Nel suo centro, il dottor Ravera, come ha spiegato durante la presentazione, non solo si occupa della salute mentale dei suoi giovani pazienti, ma li instrada verso un percorso proficuo, paga gli studi e i materiali per frequentare le lezioni, oltre che ad aver portato l’aspetto sociale riabilitativo nelle carceri della Sierra Leone: lavoro, lezioni, sport, corsi e tutto quello che serve a far sì che un detenuto possa uscire dalla cella con una briciola in mano per ricostruire il futuro. E non è semplice, perché l’attività dello psicoterapeuta si scontra sia con la difficoltà delle autorità e dei cittadini a riconoscere e accettare i disturbi mentali, sia con la tradizione sciamanica e i “traditional healer”.

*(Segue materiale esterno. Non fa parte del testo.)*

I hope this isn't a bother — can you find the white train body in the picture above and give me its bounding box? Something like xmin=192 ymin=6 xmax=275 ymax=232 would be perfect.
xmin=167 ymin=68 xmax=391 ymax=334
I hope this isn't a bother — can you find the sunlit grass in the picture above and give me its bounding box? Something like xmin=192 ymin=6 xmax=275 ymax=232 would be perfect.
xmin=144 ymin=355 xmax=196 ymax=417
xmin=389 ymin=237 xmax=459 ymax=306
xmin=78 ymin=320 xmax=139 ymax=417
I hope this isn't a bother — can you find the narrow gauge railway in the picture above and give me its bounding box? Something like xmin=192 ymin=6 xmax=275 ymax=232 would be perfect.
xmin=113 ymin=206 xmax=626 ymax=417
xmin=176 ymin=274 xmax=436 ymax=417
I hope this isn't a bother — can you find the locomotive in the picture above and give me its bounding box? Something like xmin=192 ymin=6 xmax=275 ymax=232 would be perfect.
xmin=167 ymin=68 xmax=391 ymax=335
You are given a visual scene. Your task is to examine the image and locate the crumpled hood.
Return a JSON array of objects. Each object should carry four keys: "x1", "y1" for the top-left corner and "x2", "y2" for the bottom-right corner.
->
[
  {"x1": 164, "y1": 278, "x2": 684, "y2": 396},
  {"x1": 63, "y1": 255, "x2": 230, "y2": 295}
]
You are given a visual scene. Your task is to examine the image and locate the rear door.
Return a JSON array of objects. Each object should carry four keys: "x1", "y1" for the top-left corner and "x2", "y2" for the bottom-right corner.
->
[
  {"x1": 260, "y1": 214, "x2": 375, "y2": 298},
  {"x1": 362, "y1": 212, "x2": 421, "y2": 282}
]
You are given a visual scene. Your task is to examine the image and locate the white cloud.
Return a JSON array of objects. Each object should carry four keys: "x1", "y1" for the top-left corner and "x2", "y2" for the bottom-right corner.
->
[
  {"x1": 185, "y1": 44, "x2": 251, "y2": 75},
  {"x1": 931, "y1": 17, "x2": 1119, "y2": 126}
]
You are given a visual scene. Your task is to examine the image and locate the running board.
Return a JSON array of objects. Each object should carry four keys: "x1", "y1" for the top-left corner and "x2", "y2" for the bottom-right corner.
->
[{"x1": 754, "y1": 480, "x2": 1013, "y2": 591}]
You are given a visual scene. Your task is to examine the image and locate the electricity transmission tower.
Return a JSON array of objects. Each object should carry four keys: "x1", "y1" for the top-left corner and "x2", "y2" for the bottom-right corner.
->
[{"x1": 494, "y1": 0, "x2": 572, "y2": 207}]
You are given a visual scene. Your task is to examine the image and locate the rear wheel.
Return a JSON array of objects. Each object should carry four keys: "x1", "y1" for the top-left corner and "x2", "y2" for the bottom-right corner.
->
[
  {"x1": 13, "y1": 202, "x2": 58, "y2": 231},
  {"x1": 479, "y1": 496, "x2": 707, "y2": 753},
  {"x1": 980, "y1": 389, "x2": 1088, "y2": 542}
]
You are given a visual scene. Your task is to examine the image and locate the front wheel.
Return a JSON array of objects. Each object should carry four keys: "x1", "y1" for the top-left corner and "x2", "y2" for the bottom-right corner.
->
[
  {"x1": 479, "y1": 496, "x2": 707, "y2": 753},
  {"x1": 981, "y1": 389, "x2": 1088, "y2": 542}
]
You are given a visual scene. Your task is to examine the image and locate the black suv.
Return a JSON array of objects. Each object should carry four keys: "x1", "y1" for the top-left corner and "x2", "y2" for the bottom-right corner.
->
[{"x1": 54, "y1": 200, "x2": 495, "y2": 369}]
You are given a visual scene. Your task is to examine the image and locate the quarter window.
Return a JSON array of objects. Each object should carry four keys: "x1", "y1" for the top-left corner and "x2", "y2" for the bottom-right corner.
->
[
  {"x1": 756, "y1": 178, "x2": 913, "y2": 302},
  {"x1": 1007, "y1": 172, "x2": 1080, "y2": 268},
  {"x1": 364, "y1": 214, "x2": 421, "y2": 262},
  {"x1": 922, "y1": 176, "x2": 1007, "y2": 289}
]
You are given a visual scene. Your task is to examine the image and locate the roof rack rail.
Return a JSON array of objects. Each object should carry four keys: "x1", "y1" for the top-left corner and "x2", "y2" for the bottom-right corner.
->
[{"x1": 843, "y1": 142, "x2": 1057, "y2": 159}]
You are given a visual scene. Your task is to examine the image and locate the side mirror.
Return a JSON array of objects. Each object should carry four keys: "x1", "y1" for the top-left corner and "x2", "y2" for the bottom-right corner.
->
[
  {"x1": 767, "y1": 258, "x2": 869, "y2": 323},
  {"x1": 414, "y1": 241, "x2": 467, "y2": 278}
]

«Ho visto- ha raccontato il dottore- curare l’epilessia bevendo la propria urina, per purificare il corpo e lo spirito dai demoni che la causavano. Però non bisogna imporsi con supponenza, non bisogna avere un atteggiamento post-coloniale, come coloro che danno tutto e portano la luce. Bisogna scendere insieme a loro e poi risalire insieme».
Il golpe in Sierra Leone
Nel racconto del dottore, trova spazio anche la drammatica attualità, sfociata nel tentativo dl colpo di stato perpetrato da un gruppo di militari la sera del 26 novembre. «Io ero in Sierra Leone, e gli scontri si sono svolti vicino al centro di riabilitazione. I militari hanno assaltato il carcere liberando oltre 2mila prigionieri politici, poi si sono divisi e un gruppo si è diretto verso la residenza del presidente per catturarlo o giustiziarlo. I giorni successivi era il caos: a parte il coprifuoco imposto dalle autorità, sono iniziate anche le rappresaglie. Al centro si è presentato un bambino, terrorizzato, che sosteneva di aver visto dei militari giustiziare con un colpo in testa un uomo nel suo villaggio. Gli ho chiesto come si sentisse e lui mi ha risposto “non voglio che nel mio paese arrivi la guerra”. La loro situazione politica è difficile- spiega il dottore-, il presidente è democraticamente eletto per modo di dire, sono numerose le forze e le istituzioni anche sovranazionali che contestano la validità delle consultazioni. Oltretutto, esercita il pugno di ferro con la stampa e in occasione delle manifestazioni a Freetown contro il caro vita ha ordinato di sparare sulla folla. Da psicologo Asl, so che alcuni migranti che raggiungono Ventimiglia sono della Sierra Leone, soprattutto giornalisti in fuga o appartenenti alla comunità Lgbtq+ che nel paese, come in molti altri dell’Africa Subsahariana, sono in concreto e diretto pericolo di vita».
"Viva l'utopia"
«Quello che ho fatto sarà una goccia nell’oceano- ha concluso il dottor Ravera, tra gli applausi-, ma io dico: viva l’utopia. Se misuriamo ogni passo prima di esserci mossi, non andremo mai da nessuna parte. nel frattempo io ho aiutato qualcuno».